Senator Hollings serves as Ranking Member on the Commerce, Science, and Transportation Committee where he champions a wide range of issues such as telecommunications, transportation security, consumer protection, coastal preservation and research, and trade policy. As a principal author of the 1996 Telecommunications Act, Hollings has worked throughout his career to promote competition within the telecommunications industry and to ensure that consumers benefit from innovative technologies at reasonable prices. As a result of the September 11th attacks, Hollings led the effort to pass transportation security legislation for our nation's port, railroad, and aviation systems in an effort to bolster national security and protect American citizens.
In terms of U.S. trade policy, Senator Hollings seeks to reinvigorate economic competitiveness and protect American jobs, while improving U.S. manufacturing and production capabilities. Additionally, Hollings believes that greater understanding and improved management of ocean and coastal ecosystems are essential to maintain healthy coasts and to prepare communities for natural hazards such as hurricanes.
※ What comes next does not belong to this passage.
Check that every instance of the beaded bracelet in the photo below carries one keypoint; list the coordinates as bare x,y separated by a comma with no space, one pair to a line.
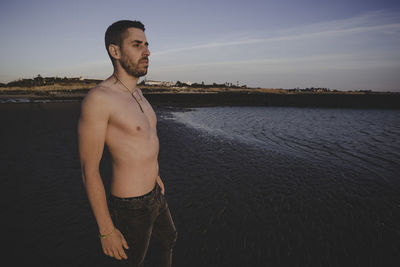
105,235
He continues to work to better the lives of South Carolinians and the people of our nation.
Senator Hollings also serves as the longest-serving member of the Senate Budget Committee where he works to take the country down the path to "true surplus." He was the first voice in the Senate to decry the practice of looting Social Security, Medicare and other Trust Funds to camouflage the size of the deficit. Today, Hollings continues to fight for fiscal responsibility, and he constantly presses Congress to put the nation back on a "pay-as-you-go" basis rather than burdening future generations with escalating federal deficits and debt.
As the third ranking Democrat on the Senate Appropriations Committee and the Ranking Member of the Commerce, Justice and State Appropriations Subcommittee, Senator Hollings uses his seniority, experience and know-how to fight for responsible government and South Carolina's fair share. He initiated a nationwide effort to combat breast and cervical cancer by utilizing his seat on the Appropriations Committee to secure funding for a pilot screening program. Thanks to Senator Hollings, South Carolina was among six states selected for this landmark initiative, which has screened 115,000 South Carolina women and detected more than 1,300 occurrences of cancer. With Senator Hollings' help, the state has received funding for this program as well as others to complete new infrastructure projects, improve public education, attract new businesses, and protect the environment in South Carolina.
Senator Hollings was raised in a family with four siblings and a hard working mother and father. He currently has 4 children and 7 grandchildren. He and his wife, Peatsy, are very involved in South Carolina as well as in the Washington community. From World War II officer to South Carolina legislator to Governor to United States Senator, Senator Hollings has dedicated his life to public service. He works to generate economic growth for South Carolina, promote education and equal opportunity, and advocate a progressive, national public policy. An independent leader who tells it like it is, Hollings does not rely on rhetoric. His record speaks for itself.